Multimodal Fusion with Vision-Language-Action Models for Robotic Manipulation: A Systematic Review

Muhayy Ud Dina, Waseem Akrama, Lyes Saad Saouda, Jan Rosellb, Irfan Hussain*a

aKhalifa University Center for Autonomous Robotic Systems (KUCARS), Khalifa University, United Arab Emirates

bInstitute of Industrial and Control Engineering (IOC), Universitat Politecnica de Catalunya, Spain

Accepted in Information Fusion Journal

A comprehensive resource page for Vision-Language-Action models, datasets, and evaluation tools in robotic manipulation research.

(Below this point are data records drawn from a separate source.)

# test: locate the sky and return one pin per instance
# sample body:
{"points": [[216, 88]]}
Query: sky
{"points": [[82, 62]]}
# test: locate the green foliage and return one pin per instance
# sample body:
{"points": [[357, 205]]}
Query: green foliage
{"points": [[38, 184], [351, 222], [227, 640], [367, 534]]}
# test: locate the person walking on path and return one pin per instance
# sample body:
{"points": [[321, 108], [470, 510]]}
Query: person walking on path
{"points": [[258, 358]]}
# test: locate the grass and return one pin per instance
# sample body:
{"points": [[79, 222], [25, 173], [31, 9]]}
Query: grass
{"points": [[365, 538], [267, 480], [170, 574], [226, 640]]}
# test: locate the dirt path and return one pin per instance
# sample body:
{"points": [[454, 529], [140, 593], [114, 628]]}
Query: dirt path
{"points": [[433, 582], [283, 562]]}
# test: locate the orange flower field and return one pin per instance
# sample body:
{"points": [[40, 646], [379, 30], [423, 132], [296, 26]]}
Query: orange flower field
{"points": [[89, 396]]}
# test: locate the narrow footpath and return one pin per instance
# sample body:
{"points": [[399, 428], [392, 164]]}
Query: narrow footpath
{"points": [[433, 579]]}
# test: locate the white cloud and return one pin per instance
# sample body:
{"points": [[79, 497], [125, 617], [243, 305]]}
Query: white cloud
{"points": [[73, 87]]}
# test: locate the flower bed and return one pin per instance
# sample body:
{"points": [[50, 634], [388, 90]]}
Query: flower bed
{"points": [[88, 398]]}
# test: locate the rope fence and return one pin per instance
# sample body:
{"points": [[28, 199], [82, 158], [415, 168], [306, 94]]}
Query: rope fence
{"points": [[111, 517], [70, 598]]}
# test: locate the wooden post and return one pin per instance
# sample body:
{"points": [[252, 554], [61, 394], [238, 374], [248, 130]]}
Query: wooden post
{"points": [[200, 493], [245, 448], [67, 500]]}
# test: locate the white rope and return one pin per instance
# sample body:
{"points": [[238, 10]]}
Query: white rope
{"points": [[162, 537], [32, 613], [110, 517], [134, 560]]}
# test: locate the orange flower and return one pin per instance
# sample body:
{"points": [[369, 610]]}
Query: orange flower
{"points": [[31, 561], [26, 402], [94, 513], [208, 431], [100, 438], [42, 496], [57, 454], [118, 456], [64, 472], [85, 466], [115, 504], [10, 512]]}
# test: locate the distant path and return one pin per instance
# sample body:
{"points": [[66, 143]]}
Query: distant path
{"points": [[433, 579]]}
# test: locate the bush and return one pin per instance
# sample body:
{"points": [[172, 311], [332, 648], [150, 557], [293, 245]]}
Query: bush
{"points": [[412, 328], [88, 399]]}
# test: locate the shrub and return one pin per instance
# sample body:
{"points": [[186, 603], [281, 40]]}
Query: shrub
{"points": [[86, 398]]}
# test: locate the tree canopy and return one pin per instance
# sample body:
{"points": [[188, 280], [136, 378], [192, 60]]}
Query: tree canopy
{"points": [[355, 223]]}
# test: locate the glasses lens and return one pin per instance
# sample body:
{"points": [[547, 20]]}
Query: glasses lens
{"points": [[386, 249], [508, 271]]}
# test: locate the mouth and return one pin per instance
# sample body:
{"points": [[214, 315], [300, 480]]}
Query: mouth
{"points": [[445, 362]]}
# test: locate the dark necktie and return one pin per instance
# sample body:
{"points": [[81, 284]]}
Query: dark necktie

This page accompanies the paper "Multimodal Fusion with Vision-Language-Action Models for Robotic Manipulation: A Systematic Review" published in Information Fusion Journal, and provides a living catalog of research resources. We aim to keep this collection up to date as new VLA models, datasets, and simulation tools emerge. Contributions and pull requests to our GitHub repository adding recently published work or tooling are most welcome!

Abstract

Vision Language Action (VLA) models represent a new frontier in robotics by unifying perception, reasoning, and control within a single multimodal learning framework. By jointly leveraging visual, linguistic, and motor modalities, they enable instruction-driven manipulation, cross-embodiment generalization, and scalable auton- omy. This systematic review synthesizes the state of the art in VLA research with an emphasis on architectures, algorithms, and applications relevant to robotic manipulation. We examine 102 models, 26 foundational datasets, and 12 simulation platforms, categorizing them according to their fusion strategies and integration mechanisms. Foundational datasets are evaluated using a novel criterion based on task complexity, modality richness, and dataset scale, allowing a comparative analysis of their suitability for generalist policy learning. We further introduce a structured taxonomy of fusion hierarchies and encoderdecoder families, together with a two-dimensional dataset characterization framework and a meta-analytic benchmarking protocol that quanti- tatively link design variables to empirical performance across benchmarks. Our analysis shows that hierarchical and late fusion architectures yield the highest manipulation success and generalization, confirming the benefit of multi-level cross-modal integration. Diffusion-based decoders demonstrate superior cross-domain transfer and robustness compared to autoregressive heads. Dataset analysis highlights a persistent lack of benchmarks that combine high-complexity, multimodal, and long-horizon tasks, while existing simulators offer limited multimodal synchronization and real-to-sim consistency. To address these gaps, we propose the VLA Fusion Evaluation Benchmark to quantify fusion efficiency and alignment. Drawing on both academic and industrial advances, the review outlines future research directions in adaptive and modular fusion architectures, compu- tational resource optimization, and the deployment of interpretable, resource-efficient robotic systems. This work provides both a conceptual foundation and a quantitative roadmap for advancing embodied intelligence through multimodal information fusion across robotic domains.

Citation

@article{UDDIN2026104062,
title = {Multimodal fusion with vision-language-action models for robotic manipulation: A systematic review},
author = {Muhayy {Ud Din} and Waseem Akram and Lyes {Saad Saoud} and Jan Rosell and Irfan Hussain},
journal = {Information Fusion},
volume = {129},
year = {2026},
issn = {1566-2535},
doi = {https://doi.org/10.1016/j.inffus.2025.104062},
}
VLA Applications Overview

Vision-Language-Action models have found diverse applications across robotics domains, from manipulation and navigation to human-robot interaction and autonomous systems. The following figure illustrates the broad spectrum of VLA applications in real-world scenarios:

Dataset Benchmarking Code

Benchmarking VLA Datasets by Task Complexity and Modality Richness. Each bubble represents a VLA dataset, positioned according to its normalized task-complexity score (x-axis) and its modality-richness score (y-axis). The bubble area is proportional to the dataset scale that is number of annotated episodes or interactions.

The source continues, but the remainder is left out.